Untergang beim Meister

Quelle: Imago

Das übliche Bild an diesem für jeden FC-Fan traurigen Samstag Nachmittag: Der BVB (hier der Doppeltorschütze Lewandowski) jubelt, die Kölner Spieler sind nur Statisten.

Der FC lässt sich von Borussia Dortmund mit 0:5 verprügeln. Kampflos ergibt sich die Solbakken-Elf in ihr Schicksal und kann froh sein, dass der BVB mehrere Gänge zurückschaltet. Bereits nach etwas mehr als sechs Minuten war die Geschichte des Spiels Borussia Dortmund gegen den 1.FC Köln bereits geschrieben: Ein langer Ball von Hummels übertölpelte die gesamte Kölner Hintermannschaft, Großkreutz passte flach in die Mitte, wo Kagawa in Unterzahl gegen zahllose Geißböcke völlig frei einschieben konnte.

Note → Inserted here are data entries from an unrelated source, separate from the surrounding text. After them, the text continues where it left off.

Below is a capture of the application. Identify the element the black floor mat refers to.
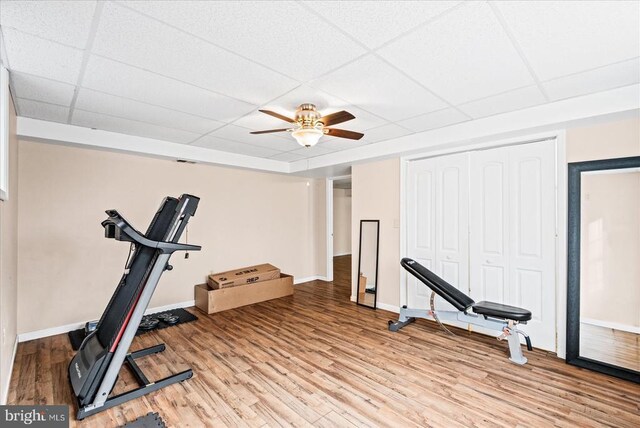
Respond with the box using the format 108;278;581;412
121;412;167;428
68;307;197;351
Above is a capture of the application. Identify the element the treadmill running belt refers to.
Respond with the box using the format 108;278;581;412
96;197;179;350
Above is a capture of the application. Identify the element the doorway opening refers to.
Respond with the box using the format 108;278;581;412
326;176;351;295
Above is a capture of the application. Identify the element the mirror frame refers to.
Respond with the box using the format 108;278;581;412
566;155;640;383
356;219;380;309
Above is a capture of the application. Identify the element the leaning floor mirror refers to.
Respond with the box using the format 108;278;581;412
356;220;379;309
567;156;640;383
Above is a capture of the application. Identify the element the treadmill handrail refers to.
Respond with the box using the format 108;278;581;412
102;210;201;254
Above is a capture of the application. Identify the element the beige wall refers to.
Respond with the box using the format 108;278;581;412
17;141;326;334
333;188;351;256
351;158;400;308
566;116;639;162
567;116;640;329
0;98;19;403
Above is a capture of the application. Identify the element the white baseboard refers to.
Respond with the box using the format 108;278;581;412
143;300;195;316
294;276;328;284
376;302;400;314
17;300;196;343
581;317;640;334
333;252;351;257
349;295;400;313
1;335;18;405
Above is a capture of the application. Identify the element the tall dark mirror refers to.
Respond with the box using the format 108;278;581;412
567;156;640;383
356;220;379;309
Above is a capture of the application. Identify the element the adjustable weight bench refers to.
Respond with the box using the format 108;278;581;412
389;258;533;365
68;194;201;419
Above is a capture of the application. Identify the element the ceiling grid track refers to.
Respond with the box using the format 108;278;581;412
1;1;638;170
66;1;105;124
115;1;301;84
487;1;551;102
298;0;472;122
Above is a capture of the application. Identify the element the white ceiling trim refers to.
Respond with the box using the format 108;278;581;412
17;117;289;173
16;84;639;176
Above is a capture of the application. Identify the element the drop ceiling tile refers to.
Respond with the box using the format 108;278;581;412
458;85;546;119
209;123;301;151
289;145;336;158
269;152;306;162
123;1;366;81
362;123;412;143
192;135;283;158
234;109;297;133
91;2;298;105
75;88;224;134
71;110;201;144
311;55;448;121
0;0;96;48
542;58;640;101
207;124;294;150
495;1;640;81
82;56;256;121
212;124;275;144
378;2;534;105
234;85;389;132
209;125;300;152
243;136;302;153
16;98;69;123
397;108;469;133
306;1;460;49
317;137;370;152
10;72;76;106
2;28;83;84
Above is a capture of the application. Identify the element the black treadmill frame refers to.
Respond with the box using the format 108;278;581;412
77;345;193;420
69;194;202;419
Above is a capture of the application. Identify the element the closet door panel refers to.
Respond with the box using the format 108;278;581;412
507;140;556;351
406;158;437;309
469;147;510;304
434;153;470;311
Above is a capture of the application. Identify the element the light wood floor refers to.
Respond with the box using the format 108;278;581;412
580;322;640;372
9;256;640;427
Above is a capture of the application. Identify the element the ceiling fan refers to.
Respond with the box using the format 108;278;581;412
250;103;364;148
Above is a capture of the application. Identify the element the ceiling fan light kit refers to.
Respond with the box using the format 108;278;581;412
250;103;364;148
291;127;324;148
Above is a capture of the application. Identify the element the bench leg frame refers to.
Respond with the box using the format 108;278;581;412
389;306;529;365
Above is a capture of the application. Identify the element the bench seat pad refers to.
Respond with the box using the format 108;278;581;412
472;301;532;322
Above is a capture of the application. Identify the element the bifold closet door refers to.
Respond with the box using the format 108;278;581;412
469;140;556;351
406;153;469;312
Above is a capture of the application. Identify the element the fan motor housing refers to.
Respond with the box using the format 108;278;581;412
295;103;322;126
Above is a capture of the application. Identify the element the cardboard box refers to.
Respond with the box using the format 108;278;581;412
195;273;294;314
358;274;367;302
207;263;280;289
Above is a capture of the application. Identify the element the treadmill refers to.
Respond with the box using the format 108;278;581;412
69;194;201;419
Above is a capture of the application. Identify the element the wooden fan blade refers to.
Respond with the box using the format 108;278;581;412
320;110;355;127
325;128;364;140
250;128;289;134
258;109;295;123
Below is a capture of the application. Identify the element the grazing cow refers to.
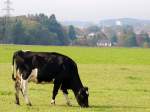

Danach ging das Spiel den Gang, den ein solches Auswärtsspiel beim FC in steter Regelmäßigkeit geht: Die Spieler, denen man nach den Leistungen vor eigenem Publikum zumindest Bundesliga-Format andichten könnte, agierte frei nach dem Motto „Kopf runter und gucken, dass es möglichst nicht zweistellig wird“.

Der BVB tat dem FC den Gefallen und schaltete in der zweiten Halbzeit mehrere Gänge zurück – und war dennoch gegen desolate Kölner, die sich (w)ehrlos ergaben, die deutlich bessere Mannschaft.

Erst kurz vor Schluss konnte Lukas Podolski den einzigen Kölner Torschuss der Partie anbringen. Erschütternd ist noch eins der harmloseren Worte, die dem FC-Anhang zu dieser Nicht-Leistung einfielen.

0:5 am Ende der mehr als verdiente Endstand aus Sicht der Solbakken-Elf, die an diesem Samstag alles falsch machte, was falsch zu machen war. Wie so oft auf fremdem Terrain.